One of the latest accusations faced by the vaping industry, has been that e-cigs are behind the outbreak of a severe lung disease which has popped up across a number of US states. Up until now there have been over 450 such cases reported, some of which have tragically resulted in death.
Most of the cases have occurred amongst young adults, and the acute disease appears to be lipoid pneumonia, acute respiratory distress syndrome, and/or chemical pneumonitis. All hospitalized individuals have allegedly reported using e-cigarettes and therefore physicians, health departments, and the CDC alike, had been urging the public to stop vaping.
Recent study points to the use of unlicensed THC products
Meanwhile, the cases reported in California, Illinois and Wisconsin and other localities, have been connected to vaping unlicensed cannabis products. A new study looked into 53 cases by patients in Illinois and Wisconsin, who had vaped within 90 days of their symptoms, typically within the previous week. Most of these patients, 84%, admitted to vaping illegally purchased cannabis products.
“The most common THC product that was reported was marketed under the ‘Dank Vape’ label (reported by 24 of 41 interviewed patients [59%]). Patients reported use of a number of different e-cigarette devices to aerosolize these products.”
“Patients reported using 14 distinct brands of THC products and 13 brands of nicotine products in a wide range of flavors,” said the researchers. “The most common THC product that was reported was marketed under the ‘Dank Vape’ label (reported by 24 of 41 interviewed patients [59%]). Patients reported use of a number of different e-cigarette devices to aerosolize these products.”

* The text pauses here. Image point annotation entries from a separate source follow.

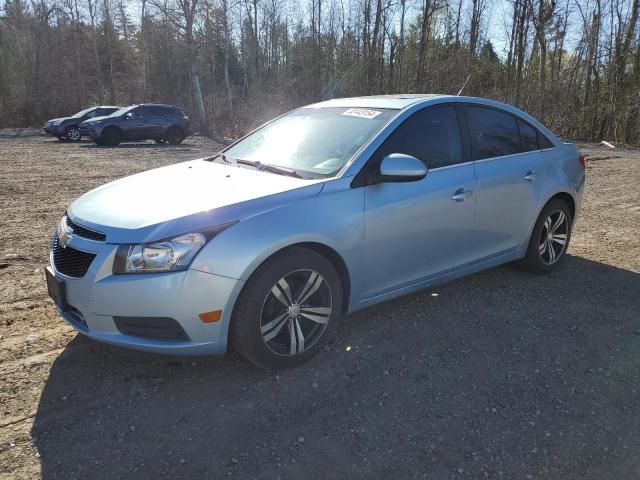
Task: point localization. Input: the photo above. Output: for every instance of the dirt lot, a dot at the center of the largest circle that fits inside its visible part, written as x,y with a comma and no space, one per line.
499,375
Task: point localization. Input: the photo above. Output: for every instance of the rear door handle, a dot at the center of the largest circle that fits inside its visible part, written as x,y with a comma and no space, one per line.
461,195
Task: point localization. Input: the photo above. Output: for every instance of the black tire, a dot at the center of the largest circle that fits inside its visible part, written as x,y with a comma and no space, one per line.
175,135
257,307
539,257
72,133
111,137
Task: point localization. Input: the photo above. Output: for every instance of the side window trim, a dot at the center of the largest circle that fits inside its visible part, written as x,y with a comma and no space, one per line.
362,177
465,108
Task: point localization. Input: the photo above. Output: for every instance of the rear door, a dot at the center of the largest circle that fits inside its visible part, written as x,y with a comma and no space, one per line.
157,120
510,168
135,124
417,230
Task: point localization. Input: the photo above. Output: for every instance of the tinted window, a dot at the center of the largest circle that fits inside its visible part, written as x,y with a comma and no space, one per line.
159,111
431,135
105,111
145,112
544,142
529,136
493,133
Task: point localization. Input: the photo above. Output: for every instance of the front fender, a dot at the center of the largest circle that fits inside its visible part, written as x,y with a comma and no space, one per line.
334,218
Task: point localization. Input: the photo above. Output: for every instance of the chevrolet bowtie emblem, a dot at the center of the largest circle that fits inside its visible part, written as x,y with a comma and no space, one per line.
63,234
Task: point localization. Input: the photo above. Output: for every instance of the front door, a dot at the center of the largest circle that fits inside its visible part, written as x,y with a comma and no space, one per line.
421,229
510,169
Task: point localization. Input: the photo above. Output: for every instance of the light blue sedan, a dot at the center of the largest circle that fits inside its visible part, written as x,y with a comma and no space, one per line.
323,211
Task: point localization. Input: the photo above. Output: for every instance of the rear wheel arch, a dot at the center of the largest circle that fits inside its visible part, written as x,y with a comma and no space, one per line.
566,198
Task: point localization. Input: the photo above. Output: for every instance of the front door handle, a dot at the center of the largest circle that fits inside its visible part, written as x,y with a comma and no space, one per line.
461,195
530,176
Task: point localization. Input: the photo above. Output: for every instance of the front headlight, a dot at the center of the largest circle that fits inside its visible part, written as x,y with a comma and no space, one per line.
164,256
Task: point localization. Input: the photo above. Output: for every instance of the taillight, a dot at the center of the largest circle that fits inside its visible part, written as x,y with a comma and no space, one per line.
583,162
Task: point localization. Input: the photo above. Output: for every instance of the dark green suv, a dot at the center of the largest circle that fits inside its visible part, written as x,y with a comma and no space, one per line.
68,128
150,121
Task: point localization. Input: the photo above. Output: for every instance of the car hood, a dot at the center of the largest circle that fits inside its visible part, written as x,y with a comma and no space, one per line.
184,197
94,120
61,119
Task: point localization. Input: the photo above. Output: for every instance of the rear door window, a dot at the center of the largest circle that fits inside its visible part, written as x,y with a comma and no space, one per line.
431,135
493,133
529,136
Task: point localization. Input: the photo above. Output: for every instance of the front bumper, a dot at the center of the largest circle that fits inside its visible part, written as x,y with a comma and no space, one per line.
99,296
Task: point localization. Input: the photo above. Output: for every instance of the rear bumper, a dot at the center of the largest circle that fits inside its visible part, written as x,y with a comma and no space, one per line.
53,131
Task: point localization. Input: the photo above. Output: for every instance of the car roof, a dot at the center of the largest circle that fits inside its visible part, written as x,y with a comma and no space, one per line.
395,102
156,105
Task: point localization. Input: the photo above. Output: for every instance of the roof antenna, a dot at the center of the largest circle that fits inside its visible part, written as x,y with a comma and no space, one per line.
464,85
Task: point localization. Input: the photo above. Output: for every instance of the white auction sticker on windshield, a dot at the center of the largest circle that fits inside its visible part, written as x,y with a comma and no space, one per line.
362,113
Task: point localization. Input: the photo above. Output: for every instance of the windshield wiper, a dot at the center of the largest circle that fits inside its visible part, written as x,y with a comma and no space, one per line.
220,155
269,167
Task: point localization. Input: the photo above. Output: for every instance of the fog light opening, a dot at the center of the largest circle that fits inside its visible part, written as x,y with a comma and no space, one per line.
210,317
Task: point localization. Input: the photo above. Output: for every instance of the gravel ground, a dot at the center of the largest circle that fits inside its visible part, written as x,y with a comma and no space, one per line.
498,375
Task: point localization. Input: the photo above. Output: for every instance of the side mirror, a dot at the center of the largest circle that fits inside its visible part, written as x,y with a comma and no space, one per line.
399,167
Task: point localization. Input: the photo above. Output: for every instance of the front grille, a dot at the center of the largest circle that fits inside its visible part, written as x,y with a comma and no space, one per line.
83,231
156,328
69,261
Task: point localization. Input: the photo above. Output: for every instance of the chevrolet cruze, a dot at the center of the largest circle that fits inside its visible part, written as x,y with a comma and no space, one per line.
323,211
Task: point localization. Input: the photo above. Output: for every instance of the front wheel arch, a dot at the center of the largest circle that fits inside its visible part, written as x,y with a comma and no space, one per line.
329,253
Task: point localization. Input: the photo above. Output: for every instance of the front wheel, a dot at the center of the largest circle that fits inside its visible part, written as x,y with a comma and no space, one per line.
73,134
289,309
549,239
175,136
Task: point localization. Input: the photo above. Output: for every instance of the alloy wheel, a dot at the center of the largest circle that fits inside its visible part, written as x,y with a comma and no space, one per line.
73,134
295,312
553,237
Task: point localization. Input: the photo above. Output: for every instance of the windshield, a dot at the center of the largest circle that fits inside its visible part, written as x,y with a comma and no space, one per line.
82,113
121,111
313,140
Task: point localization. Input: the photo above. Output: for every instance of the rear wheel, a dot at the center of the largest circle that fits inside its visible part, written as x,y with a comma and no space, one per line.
175,136
549,239
111,137
73,134
288,309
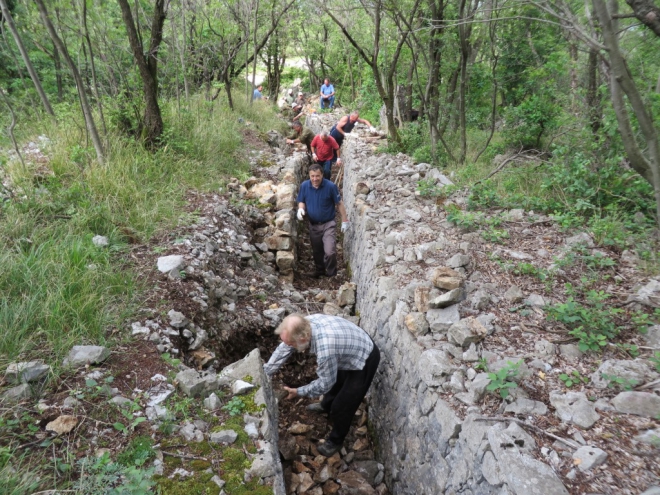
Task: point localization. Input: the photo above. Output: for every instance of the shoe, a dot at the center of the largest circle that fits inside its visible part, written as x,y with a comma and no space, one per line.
328,448
316,407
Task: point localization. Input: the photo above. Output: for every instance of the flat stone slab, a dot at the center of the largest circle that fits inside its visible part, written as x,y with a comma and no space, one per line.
639,403
588,458
575,408
26,372
81,355
166,264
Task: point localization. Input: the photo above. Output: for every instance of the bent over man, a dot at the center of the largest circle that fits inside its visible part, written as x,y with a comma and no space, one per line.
347,360
319,199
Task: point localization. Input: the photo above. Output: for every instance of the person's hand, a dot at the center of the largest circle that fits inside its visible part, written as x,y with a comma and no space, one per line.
293,392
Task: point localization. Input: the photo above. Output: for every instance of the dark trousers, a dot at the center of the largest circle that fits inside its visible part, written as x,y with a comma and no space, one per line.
346,395
323,237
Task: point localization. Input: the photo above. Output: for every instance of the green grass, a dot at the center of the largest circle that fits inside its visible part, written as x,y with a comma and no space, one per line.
57,288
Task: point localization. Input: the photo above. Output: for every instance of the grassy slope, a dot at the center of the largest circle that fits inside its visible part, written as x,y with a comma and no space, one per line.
57,288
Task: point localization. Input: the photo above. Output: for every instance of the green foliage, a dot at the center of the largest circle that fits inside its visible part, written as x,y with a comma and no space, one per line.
655,359
503,380
105,477
593,324
573,378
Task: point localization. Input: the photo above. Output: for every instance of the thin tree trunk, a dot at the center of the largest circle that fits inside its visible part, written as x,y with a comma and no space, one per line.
148,66
99,103
26,59
84,102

In line with these findings, earlier this month FDA’s former chief Dr. Scott Gottlieb tweeted that given the controls set in place, it makes sense that the cases would be linked to the consumption of illegal products. “The legal vapes have been actively regulated by FDA since Aug 2017. FDA has conducted thousands of inspections of manufacturers and vape stores, published manufacturing guidance, sought product removals etc. These tragedies point to illegal vapes and THC,” he said.

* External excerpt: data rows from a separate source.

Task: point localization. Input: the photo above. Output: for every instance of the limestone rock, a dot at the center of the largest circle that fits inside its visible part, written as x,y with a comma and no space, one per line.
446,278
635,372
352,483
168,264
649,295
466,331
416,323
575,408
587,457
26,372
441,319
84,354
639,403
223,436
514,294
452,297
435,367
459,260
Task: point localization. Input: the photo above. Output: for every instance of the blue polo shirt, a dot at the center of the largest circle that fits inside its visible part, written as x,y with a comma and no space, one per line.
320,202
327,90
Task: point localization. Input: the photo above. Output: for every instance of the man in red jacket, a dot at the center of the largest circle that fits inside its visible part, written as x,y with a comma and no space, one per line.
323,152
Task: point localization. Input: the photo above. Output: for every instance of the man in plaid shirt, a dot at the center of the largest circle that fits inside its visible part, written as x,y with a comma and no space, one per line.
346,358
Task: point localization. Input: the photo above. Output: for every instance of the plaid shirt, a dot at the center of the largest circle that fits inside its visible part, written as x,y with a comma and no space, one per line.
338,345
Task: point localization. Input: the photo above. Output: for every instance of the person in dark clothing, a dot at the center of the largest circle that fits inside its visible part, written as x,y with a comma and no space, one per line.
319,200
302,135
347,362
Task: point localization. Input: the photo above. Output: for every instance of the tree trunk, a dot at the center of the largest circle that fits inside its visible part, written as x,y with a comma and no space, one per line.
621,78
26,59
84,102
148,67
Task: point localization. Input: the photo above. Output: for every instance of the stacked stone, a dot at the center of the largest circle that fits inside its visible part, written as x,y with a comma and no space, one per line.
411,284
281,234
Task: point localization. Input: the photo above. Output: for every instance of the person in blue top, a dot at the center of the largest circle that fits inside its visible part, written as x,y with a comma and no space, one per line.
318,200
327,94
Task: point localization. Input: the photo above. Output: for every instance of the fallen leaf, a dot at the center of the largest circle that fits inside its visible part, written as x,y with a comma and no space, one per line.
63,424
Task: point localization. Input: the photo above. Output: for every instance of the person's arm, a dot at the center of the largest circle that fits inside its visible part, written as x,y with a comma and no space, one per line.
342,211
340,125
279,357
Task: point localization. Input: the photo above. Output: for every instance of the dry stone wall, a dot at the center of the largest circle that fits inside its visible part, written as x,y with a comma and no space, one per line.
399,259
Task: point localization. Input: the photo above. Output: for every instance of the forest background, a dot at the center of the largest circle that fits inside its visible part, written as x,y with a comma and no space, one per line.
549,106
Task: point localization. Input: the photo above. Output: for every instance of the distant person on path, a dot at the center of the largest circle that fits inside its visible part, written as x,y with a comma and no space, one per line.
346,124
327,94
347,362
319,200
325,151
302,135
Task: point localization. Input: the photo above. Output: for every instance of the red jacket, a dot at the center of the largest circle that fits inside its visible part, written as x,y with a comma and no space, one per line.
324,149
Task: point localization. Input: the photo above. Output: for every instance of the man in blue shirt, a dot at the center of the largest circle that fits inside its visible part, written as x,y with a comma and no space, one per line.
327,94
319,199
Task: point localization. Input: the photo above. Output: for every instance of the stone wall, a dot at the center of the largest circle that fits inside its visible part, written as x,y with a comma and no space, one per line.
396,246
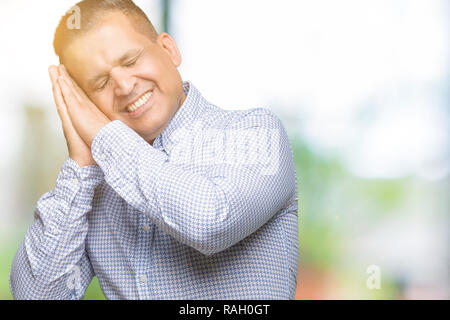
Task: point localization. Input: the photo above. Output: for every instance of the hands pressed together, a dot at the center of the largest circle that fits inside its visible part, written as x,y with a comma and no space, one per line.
80,117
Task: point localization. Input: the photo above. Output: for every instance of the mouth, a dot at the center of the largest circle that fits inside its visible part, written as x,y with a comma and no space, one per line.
136,108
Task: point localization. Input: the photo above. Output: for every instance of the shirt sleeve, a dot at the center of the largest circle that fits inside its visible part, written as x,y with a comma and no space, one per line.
51,262
210,211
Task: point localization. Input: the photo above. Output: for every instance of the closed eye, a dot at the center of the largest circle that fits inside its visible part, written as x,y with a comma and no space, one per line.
103,85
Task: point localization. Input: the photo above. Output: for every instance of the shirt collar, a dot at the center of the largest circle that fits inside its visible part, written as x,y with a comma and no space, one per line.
185,116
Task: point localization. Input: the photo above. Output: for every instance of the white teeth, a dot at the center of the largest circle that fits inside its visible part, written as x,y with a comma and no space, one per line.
143,100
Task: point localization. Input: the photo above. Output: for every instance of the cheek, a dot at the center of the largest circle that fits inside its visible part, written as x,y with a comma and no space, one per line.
105,103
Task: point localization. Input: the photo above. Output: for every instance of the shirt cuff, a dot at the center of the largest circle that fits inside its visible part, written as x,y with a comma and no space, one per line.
76,185
130,164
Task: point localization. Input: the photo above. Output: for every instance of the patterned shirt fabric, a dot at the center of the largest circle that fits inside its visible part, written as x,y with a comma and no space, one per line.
209,211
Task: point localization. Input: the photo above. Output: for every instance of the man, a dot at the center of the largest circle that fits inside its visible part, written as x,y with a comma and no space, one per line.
164,195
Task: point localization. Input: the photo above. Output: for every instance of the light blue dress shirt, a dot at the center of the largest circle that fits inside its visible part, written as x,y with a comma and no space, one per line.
208,212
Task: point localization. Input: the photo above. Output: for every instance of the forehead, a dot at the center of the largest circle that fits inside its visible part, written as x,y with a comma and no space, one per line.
97,50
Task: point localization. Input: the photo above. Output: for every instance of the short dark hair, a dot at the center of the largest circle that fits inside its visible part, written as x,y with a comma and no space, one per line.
91,12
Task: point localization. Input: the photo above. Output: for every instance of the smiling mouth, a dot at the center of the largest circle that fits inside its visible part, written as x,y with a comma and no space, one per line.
139,102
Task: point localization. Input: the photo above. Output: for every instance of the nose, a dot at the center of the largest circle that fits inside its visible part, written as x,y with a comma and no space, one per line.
124,82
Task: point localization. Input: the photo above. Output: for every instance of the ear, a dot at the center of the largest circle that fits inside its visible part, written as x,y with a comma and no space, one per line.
167,43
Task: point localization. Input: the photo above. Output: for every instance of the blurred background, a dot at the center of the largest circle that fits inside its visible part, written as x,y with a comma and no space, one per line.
362,87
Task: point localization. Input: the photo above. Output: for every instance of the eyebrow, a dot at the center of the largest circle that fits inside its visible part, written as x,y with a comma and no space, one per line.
123,58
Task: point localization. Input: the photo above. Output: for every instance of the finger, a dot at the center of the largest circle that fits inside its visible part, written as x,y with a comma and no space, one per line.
68,94
60,104
54,73
72,83
57,94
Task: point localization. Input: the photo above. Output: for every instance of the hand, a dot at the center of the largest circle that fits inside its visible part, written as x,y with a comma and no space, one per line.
86,118
78,149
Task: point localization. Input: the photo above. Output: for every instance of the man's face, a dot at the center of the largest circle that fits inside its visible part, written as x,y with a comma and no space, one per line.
121,69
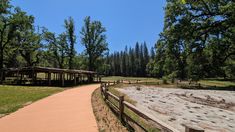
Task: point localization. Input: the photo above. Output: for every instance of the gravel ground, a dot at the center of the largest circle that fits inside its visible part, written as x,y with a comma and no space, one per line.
213,111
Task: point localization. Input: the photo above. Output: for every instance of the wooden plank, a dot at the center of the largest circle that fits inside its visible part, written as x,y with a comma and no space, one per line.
113,96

“Health officials can target imports and conduct blitzes at international mail facilities to try and capture, shut down more illegal and counterfeit vapes and source some of the dangerous products. There are already published FDA lists of known dangerous ingredients to look for,” added Gottlieb at the time.
The danger in purchasing unlicensed THC
“Consumers must also be aware that not all products are created equal; quality control testing is critical and only exists in the legally regulated marketplace.”
To this effect, the National Organization for the Reform of Marijuana Laws (NORML) had issued a warning urging consumers “not to buy THC vape products from unlicensed retailers.” The organization’s Deputy Director–Paul Armentano–explained the danger associated with the use of illicit THC vaping products.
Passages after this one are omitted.